Spank the Monkey
- Players: 2-6 (recommended: 3-4)
- Setup time: 5 minutes
- Playing time: 30 minutes
- Chance: High
- Age range: 12+
- Skills: Dice rolling

= Spank the monkey =

2003 card game by Peter Hansson

Spank the Monkey is a card game created by Peter Hansson, in which players are workers at a junk yard. A monkey has climbed the highest scrap pile, and it is each player's job to climb the scrap pile and bring down the monkey by spanking it.

==Gameplay==
The goal of the game is to build a tower of the same height as the scrap pile on which the monkey resides. The tower is built by playing Junk-cards, each of which has a height and a strength. The junk can be reinforced by playing reinforcement-cards. When the player's tower has reached the height of the monkey, that player may try to spank it by rolling a die. If successful, that player wins the game. It is easiest to spank the monkey from exactly the same level, but it is also possible to do so from above.
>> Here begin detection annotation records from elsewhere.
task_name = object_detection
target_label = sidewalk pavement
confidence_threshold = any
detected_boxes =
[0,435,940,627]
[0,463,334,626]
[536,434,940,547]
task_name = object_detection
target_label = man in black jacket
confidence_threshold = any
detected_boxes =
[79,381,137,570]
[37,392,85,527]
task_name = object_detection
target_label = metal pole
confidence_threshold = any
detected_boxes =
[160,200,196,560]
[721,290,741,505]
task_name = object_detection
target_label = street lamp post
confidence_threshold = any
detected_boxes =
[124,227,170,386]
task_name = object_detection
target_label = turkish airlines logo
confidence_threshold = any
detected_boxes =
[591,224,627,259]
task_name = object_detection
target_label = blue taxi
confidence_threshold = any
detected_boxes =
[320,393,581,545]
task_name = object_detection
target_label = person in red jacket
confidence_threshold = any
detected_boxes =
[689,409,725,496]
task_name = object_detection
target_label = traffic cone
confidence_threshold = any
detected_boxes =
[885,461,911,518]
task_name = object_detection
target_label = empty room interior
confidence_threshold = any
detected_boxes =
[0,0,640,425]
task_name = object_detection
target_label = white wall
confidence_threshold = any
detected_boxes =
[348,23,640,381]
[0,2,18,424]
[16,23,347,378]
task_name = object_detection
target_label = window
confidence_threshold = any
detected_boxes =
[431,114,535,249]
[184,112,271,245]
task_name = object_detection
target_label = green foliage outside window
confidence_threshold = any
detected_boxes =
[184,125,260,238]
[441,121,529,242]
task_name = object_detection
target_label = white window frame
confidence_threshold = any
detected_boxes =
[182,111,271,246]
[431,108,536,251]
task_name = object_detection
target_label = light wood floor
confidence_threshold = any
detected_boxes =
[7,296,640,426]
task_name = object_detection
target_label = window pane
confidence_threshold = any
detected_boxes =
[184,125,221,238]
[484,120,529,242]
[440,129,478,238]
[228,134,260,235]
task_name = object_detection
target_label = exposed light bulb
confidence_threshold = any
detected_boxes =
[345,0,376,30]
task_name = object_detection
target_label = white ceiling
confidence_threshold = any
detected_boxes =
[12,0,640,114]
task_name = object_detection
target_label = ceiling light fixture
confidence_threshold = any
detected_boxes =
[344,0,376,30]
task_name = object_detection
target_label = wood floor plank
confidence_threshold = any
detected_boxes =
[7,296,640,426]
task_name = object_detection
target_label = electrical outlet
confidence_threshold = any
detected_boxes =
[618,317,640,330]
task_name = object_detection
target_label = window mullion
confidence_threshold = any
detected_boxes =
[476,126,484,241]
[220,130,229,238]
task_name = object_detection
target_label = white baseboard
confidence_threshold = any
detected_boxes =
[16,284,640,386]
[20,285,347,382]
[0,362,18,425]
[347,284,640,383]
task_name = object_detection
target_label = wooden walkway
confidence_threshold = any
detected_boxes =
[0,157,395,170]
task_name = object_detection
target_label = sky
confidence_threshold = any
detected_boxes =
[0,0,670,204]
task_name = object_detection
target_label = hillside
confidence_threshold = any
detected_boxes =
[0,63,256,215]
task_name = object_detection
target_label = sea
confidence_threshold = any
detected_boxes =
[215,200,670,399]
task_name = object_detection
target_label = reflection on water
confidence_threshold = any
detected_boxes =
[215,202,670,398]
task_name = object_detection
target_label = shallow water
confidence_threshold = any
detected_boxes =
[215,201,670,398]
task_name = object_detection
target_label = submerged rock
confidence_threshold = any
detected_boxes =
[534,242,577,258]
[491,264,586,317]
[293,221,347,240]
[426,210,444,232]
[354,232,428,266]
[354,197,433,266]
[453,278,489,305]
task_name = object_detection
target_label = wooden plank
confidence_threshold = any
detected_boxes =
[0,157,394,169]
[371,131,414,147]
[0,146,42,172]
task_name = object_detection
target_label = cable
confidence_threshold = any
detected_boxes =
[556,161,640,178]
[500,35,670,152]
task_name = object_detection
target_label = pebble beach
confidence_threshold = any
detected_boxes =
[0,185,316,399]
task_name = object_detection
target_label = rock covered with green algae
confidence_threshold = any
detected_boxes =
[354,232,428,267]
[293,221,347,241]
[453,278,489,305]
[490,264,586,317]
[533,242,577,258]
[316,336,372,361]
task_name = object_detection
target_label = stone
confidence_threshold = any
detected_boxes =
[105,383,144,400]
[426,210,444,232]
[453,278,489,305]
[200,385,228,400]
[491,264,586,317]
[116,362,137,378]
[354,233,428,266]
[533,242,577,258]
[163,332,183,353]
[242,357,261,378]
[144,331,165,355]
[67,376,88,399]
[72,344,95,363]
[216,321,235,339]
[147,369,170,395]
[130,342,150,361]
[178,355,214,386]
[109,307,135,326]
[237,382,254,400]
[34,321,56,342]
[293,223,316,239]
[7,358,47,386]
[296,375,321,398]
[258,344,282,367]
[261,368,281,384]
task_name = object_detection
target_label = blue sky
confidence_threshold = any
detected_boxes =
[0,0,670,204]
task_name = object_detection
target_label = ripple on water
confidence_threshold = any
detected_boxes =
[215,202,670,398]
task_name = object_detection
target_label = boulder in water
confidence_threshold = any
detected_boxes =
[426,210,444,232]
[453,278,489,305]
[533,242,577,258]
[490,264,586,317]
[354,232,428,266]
Players can also attack other players' towers using attack-cards. They can be one of throwing attack, hand attack and sneak attack. Throwing attacks can attack at any height. Hand attack can attack only at the same height as the target opponent, and sneak attacks is a catch-all for other types of attacks. Players can defend themselves using defense-cards. There are also special-cards which can affect the game in various ways.

==Expansions==
There is two expansion sets, Monkey Business and primate fear.